Aux confins de la vallée de la rivière Fen, au cœur du
Zhao (l'un des royaumes, connu pour ses chevaux), se trouve le village de
Li Hua (Fleur de Poire), réputé pour son
li jiu (eau-de-vie de poire), alcool rare et raffiné, qui pourrait dit-on "faire oublier l'ombre sous le poirier". Par une matinée ensoleillée du
Jingzhe ("l'Eveil des insectes", la troisième période du calendrier lunaire, au printemps), le temple en l'honneur de la déesse protectrice locale Ai Jie
(Bonne Maman) était empli d'une activité inhabituelle ; en effet, presque tous les habitants étaient là pour lui demander d'apaiser son courroux et permettre aux poiriers de repartir. Le moine recueillait ainsi les nombreuses offrandes et récitait des prières.

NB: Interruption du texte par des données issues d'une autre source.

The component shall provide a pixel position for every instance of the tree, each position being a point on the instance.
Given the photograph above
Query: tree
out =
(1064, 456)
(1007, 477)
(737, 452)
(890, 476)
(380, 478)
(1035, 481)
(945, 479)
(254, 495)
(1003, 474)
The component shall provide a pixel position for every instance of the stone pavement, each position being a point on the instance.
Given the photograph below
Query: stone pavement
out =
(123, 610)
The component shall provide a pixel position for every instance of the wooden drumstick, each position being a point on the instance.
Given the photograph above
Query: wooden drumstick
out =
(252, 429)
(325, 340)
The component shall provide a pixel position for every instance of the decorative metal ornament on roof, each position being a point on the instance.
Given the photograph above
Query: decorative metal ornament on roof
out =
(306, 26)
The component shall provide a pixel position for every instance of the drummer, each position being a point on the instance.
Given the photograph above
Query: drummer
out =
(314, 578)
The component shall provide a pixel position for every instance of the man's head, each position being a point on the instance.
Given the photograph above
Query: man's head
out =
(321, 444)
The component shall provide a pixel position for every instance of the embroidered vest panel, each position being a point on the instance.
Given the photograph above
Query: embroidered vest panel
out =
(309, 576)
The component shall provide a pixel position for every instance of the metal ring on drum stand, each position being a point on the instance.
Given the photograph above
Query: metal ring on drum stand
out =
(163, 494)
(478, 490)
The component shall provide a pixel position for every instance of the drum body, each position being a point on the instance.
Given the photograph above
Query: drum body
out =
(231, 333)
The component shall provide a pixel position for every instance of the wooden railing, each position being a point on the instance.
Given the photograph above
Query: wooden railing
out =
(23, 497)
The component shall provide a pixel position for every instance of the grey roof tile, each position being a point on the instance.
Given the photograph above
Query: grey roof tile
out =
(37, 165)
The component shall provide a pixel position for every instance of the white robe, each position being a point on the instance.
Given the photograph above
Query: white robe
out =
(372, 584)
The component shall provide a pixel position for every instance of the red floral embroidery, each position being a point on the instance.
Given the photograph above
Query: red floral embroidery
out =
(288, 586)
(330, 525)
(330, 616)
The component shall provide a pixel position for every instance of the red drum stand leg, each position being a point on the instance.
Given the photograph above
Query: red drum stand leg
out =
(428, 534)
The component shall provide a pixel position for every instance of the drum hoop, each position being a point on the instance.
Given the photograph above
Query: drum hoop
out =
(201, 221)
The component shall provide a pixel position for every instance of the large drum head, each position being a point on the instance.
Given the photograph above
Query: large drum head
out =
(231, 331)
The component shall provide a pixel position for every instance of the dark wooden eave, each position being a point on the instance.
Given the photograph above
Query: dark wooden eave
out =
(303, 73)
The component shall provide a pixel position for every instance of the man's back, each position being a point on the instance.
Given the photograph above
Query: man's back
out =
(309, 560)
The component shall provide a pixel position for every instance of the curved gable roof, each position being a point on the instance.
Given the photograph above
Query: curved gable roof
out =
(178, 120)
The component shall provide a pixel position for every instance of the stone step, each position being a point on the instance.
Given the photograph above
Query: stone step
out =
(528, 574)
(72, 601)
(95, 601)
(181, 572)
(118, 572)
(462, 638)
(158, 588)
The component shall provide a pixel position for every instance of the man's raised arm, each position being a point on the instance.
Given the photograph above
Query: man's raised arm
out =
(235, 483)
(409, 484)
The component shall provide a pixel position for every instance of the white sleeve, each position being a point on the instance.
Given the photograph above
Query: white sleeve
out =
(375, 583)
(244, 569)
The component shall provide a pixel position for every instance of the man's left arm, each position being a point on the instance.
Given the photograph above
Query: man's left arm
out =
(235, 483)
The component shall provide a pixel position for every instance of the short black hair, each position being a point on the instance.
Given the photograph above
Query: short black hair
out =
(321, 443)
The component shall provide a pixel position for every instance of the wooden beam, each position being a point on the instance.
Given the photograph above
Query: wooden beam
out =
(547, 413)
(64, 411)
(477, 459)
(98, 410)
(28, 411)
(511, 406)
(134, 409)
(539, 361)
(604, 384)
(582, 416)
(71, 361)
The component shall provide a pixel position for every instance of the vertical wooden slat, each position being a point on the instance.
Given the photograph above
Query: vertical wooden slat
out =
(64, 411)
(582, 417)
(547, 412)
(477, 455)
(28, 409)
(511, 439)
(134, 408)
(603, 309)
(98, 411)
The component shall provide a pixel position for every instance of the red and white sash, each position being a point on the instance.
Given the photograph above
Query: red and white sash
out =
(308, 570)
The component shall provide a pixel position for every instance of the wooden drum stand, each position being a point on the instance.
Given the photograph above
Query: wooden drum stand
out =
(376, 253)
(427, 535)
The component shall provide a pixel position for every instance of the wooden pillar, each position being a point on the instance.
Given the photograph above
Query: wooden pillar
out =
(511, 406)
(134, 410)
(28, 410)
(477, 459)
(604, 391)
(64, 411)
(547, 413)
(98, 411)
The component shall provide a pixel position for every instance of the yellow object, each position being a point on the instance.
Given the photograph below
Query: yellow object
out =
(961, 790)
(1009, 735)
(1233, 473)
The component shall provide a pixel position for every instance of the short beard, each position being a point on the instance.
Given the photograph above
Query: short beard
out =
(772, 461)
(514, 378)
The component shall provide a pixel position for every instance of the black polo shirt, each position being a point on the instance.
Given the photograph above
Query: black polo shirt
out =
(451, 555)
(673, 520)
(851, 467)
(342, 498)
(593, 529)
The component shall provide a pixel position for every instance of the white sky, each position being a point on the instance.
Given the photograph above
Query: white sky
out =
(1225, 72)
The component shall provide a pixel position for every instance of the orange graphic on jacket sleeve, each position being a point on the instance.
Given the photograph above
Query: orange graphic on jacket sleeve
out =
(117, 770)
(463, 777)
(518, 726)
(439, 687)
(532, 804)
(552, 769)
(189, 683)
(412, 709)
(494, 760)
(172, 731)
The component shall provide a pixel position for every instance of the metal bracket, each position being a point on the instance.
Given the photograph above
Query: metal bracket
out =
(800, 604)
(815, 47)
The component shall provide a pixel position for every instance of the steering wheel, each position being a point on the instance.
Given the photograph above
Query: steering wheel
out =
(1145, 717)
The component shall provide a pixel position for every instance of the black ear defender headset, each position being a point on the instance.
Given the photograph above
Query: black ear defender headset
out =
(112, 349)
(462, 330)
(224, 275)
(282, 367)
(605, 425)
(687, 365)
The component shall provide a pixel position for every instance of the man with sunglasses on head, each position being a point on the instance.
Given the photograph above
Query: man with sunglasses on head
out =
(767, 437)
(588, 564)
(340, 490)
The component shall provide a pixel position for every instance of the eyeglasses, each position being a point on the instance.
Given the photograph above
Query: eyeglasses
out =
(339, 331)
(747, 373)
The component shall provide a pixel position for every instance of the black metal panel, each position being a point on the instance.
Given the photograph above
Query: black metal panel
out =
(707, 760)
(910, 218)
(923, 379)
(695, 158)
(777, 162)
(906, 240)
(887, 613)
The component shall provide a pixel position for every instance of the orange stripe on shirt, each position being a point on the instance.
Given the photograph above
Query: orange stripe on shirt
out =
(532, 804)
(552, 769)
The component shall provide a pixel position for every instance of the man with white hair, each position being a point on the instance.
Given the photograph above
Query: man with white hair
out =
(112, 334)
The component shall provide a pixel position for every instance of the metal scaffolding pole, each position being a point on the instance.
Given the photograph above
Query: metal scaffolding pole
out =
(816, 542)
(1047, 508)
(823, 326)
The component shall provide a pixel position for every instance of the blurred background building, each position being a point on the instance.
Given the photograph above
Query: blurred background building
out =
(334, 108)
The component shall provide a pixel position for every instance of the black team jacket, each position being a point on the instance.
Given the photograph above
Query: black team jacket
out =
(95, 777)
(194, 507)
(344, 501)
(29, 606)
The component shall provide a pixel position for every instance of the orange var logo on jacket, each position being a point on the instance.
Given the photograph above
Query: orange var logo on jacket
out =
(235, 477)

Au coeur de l'heure du Dragon
(8h00), arriva un premier étranger vêtu d'amples vêtements rouges, portant un chapeau d'une largeur excessive masquant par moments son regard, et muni dans son dos d'un gigantesque éventail proclamant : "La Justice Vaincra". Il flânait sur la place du village, discutant avec quelques paysans, et apprit ainsi que les poiriers qui étaient en fleurs avaient dépéri brutalement, compromettant la prochaine récolte.
Au milieu de l'heure du Serpent
(10h00), un autre visiteur s'avança sur la place, vêtu d'un habit à manches courtes marron aux innombrables poches, les clous et outils accrochés à sa ceinture indiquant clairement son métier d'artisan ; une curieuse scie complétait son arsenal. Lui aussi se renseigna un peu et assista à la cérémonie.
Au début de l'heure du Cheval
(11h00), arrivèrent enfin deux autres voyageurs, qui se mêlèrent aussitôt aux activités. La première était habillée d'un classique kimono, et malgré sa jeunesse, démontra tout de suite des talents culinaires en installant un étal de crêpes qui eut un franc succès, bien placé à la sortie du temple. Découpant les ingrédients avec des hachoirs qui auraient pu être des
dao (épée courte), elle fit preuve d'une grande dextérité, seulement mise en difficulté quand l'artisan paya ses crêpes en projetant sa pièce d'un mouvement extraordinaire ; essayant de l'attraper avec une cuillère, la cuisinière ne fit que l'envoyer plus loin.
Le dernier étranger, portant d'amples vêtements bleus, s'installa juste à côté et entama une danse dont la grâce et le rythme captivèrent bientôt tous les spectateurs, la prière étant même suspendue un instant devant tant de maîtrise et de beauté.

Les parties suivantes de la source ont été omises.